In Method 2, the price variance is only calculated for the material used. However, obtaining the best price for materials is a purchasing function, not a responsibility of the production manager. Therefore, it is logical to calculate the price variance on the basis of the entire quantity purchased. This is consistent with the concept of responsibility accounting discussed in Chapter 9. The following symbols are used below to illustrate how direct material costs are recorded and analyzed in standard costing. A favorable cost variance occurs when the actual cost is less than the standard cost .An unfavorable cost variance occurs when the actual cost exceeds the standard cost.
Compare the standard cost control methodology to the statistical process control methodology and discuss how you believe each should be used. What is the usual interpretation of the V.O. Spending and efficiency variances? Does the traditional standard cost system described in this chapter recognize the concept of variability that is the basis of the statistical control chart methodology? (See the Introduction and the Onsi article mentioned above in footnote 1.
Recall from Chapter 9 that the Expando Company uses a type of pressed wood referred to as particle board to produce entertainment centers. Other materials, such as glue and screws are viewed as insignificant and are charged to overhead as indirect materials.
Direct Materials Quantity Standards:
Standard quantity per unit of direct materials is the amount of direct materials or raw materials that should be required to complete a single unit of product, including allowances for normal waste, spoilage, rejects, and similar inefficiencies.

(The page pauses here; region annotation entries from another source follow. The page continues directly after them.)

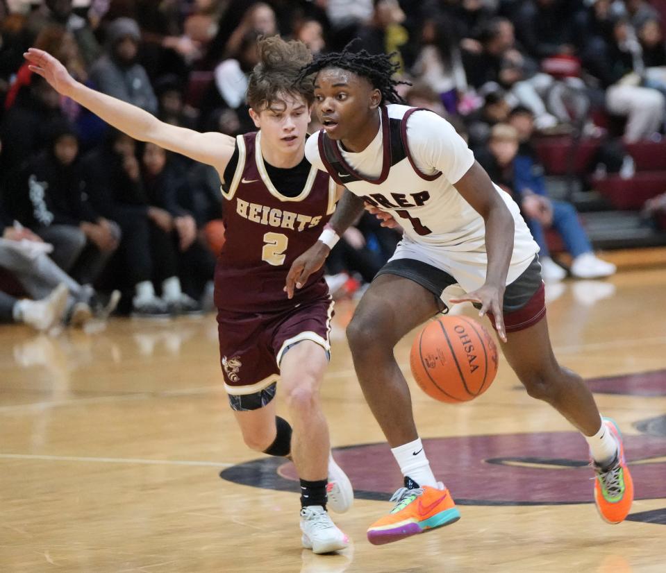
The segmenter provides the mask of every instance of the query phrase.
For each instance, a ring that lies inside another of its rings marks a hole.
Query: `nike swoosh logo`
[[[419,498],[419,513],[422,515],[427,515],[431,512],[435,507],[437,507],[440,504],[441,504],[447,497],[449,497],[448,493],[444,493],[441,497],[438,499],[435,499],[433,503],[429,505],[424,505],[421,498]]]

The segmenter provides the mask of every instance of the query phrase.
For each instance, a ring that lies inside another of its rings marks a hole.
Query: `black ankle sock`
[[[319,481],[301,480],[301,507],[311,505],[320,505],[326,508],[326,479]]]

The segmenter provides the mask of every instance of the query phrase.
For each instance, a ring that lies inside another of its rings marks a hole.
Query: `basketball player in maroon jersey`
[[[235,139],[159,121],[75,81],[42,51],[31,49],[25,57],[58,92],[117,129],[220,174],[226,241],[215,271],[215,303],[225,388],[245,443],[293,459],[301,479],[303,545],[328,553],[349,541],[328,516],[327,501],[344,511],[353,497],[330,455],[319,402],[333,302],[322,272],[291,300],[283,287],[292,263],[319,238],[342,189],[305,159],[313,87],[297,79],[311,60],[308,49],[275,37],[262,40],[259,51],[247,94],[259,130]],[[276,416],[278,378],[293,429]]]

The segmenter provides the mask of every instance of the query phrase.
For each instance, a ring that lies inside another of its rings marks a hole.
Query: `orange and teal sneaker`
[[[622,435],[617,425],[609,418],[602,418],[608,430],[617,441],[617,454],[608,466],[601,467],[592,461],[597,472],[594,479],[594,502],[599,515],[608,523],[624,520],[633,501],[633,481],[624,459]]]
[[[374,545],[392,543],[458,521],[460,513],[449,490],[441,482],[439,485],[439,489],[429,486],[419,487],[406,477],[405,487],[391,497],[391,501],[396,502],[395,506],[367,530],[368,541]]]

Using variance analysis for direct materials and direct labor, Jerry’s Ice Cream was able to identify strong points in its operations , and perhaps more important, Jerry’s was able to identify problem areas . This information gives the management a way to monitor and control production costs.
Variances may occur for both the variable and fixed cost components of manufacturing overhead. Before looking at the variances, a summary of the overhead information for Bases, Inc., might be helpful. The original plan was for 12,500 units per the standard price and quantity of direct materials are separated because: month, and the actual production for October was 13,300 units. The direct labor efficiency variance is recorded when the direct labor is assigned to work‐in‐process inventory. The direct labor rate variance is recorded when payroll is accrued.